Some DNA-testing firms are in cahoots with the feds

Friday, March 15, 2019 Chris Woodward (OneNewsNow.com)

DNA strand

It’s a growing industry, with radio, television, and print ads to boot – but do you know where your DNA might be going after signing on with one of those genealogy companies?

“Family Tree in particular has come under fire for not disclosing to the people who gave them their data that they share this data with the FBI without even getting warrants first,” says Dan King, a senior contributor at Young Voices. “They have issued a statement and sent an email to customers apologizing for it and explaining that they do have a setting within the app where you can turn off this data matching.” (See related article)

He continues: “However, that then defeats the purpose of giving your DNA up in the first place, because then you can no longer find those ancestral ties, you can no longer find long-lost family members – so it defeats the whole purpose of why you originally gave up your data if you want to protect your privacy.”

petri dish stem cell research

The spokesman for Young Voices says he wouldn’t be surprised if other companies are sharing data or DNA.

“23andMe and Ancestry.com both say that they won’t share anything with any law enforcement agency unless that agency comes to them with a warrant; and so far, 23andMe has held true to that,” he continues. “They’ve received five requests without a warrant and they’ve turned down all five, but there’s nothing legally binding about that.
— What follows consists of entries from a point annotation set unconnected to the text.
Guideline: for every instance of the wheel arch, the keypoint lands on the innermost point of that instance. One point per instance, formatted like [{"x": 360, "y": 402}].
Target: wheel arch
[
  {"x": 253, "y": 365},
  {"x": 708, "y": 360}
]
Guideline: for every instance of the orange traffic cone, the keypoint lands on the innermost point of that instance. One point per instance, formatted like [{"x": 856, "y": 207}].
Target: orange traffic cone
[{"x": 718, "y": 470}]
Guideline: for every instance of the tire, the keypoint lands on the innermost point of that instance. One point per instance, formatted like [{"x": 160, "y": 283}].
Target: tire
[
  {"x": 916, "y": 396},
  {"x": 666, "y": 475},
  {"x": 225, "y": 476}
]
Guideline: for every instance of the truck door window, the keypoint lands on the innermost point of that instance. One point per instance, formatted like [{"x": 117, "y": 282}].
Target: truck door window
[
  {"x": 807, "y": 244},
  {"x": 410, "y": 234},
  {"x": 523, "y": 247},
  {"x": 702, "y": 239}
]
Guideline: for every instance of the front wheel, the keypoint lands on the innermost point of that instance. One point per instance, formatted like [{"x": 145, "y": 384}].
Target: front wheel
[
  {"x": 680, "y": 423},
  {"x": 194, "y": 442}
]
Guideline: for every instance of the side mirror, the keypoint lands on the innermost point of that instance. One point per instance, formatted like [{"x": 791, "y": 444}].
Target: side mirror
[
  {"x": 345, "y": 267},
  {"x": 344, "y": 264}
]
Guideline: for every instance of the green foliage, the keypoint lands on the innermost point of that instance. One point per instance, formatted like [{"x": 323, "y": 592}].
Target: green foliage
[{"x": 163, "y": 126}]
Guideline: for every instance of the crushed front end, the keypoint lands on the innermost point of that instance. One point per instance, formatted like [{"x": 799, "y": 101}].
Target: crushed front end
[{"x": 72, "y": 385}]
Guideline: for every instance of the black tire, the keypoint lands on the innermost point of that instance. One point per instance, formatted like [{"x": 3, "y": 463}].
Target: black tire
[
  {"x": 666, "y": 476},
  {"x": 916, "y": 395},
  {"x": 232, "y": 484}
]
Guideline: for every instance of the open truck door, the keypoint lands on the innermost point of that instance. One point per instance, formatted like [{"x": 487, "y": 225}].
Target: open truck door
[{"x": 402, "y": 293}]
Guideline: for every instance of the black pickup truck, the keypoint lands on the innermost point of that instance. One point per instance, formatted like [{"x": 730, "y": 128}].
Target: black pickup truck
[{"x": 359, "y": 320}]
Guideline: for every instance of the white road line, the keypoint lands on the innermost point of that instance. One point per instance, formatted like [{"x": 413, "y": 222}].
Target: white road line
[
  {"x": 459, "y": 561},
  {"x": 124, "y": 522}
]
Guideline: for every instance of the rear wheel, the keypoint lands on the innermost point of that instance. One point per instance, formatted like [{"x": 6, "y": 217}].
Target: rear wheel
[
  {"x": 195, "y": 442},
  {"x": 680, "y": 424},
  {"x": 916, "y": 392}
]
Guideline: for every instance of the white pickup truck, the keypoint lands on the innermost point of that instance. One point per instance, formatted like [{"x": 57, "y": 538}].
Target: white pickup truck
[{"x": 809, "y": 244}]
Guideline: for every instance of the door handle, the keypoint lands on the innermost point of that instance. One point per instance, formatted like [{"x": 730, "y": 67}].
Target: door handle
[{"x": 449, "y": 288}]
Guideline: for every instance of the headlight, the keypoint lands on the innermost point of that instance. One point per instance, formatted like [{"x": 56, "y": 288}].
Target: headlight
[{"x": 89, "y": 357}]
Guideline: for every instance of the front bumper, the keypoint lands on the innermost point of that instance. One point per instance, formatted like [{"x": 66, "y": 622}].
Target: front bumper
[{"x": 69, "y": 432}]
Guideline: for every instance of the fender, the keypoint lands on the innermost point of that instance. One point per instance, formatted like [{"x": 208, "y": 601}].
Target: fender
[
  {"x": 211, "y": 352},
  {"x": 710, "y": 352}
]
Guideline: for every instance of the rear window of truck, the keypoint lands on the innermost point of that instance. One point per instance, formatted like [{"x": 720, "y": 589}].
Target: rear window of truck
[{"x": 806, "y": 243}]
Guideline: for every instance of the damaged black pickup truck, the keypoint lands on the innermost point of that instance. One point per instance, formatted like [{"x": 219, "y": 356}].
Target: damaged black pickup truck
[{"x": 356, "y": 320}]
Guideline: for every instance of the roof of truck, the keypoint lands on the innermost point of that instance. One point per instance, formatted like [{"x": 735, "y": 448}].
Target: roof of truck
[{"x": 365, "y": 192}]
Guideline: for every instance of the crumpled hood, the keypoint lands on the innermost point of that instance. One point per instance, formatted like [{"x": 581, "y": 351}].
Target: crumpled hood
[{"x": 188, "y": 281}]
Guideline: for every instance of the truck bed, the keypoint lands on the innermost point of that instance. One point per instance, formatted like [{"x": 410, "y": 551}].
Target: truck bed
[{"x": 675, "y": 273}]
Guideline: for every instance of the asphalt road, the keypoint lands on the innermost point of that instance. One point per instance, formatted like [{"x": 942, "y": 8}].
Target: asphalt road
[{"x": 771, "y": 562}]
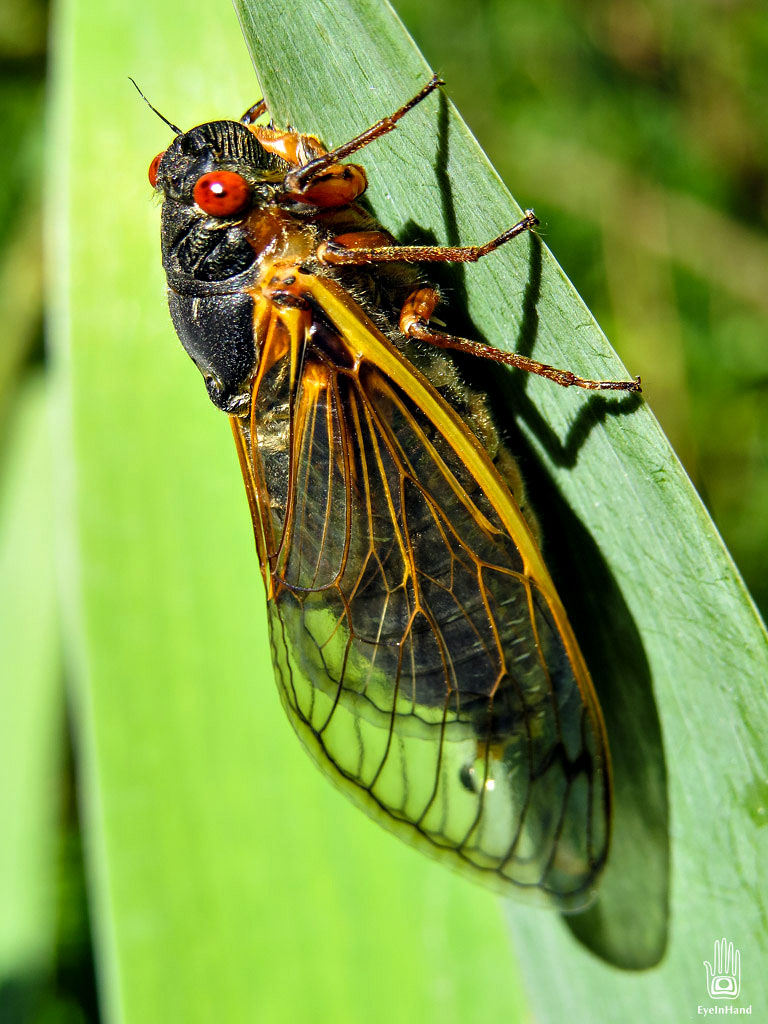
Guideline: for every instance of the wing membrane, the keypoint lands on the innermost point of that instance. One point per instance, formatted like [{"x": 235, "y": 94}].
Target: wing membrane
[{"x": 419, "y": 645}]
So they could immediately do a turn-face and hand over everything willy-nilly.”

King shares these concerns in an article for The American Conservative. He doubts whether customers read the terms of agreement from these companies.

“It’s probably just like the terms of service you get from Apple before you buy an iPhone or any other company that takes your data,” he explains. “Most people are not reading through thousands or hundreds of pages to find out what’s going on with their data …

“Sure, some of that falls upon us,” he acknowledges, “but when it gets to the point where companies are sharing things with law enforcement [or] with the feds without a warrant, that’s when it really starts to become a problem.”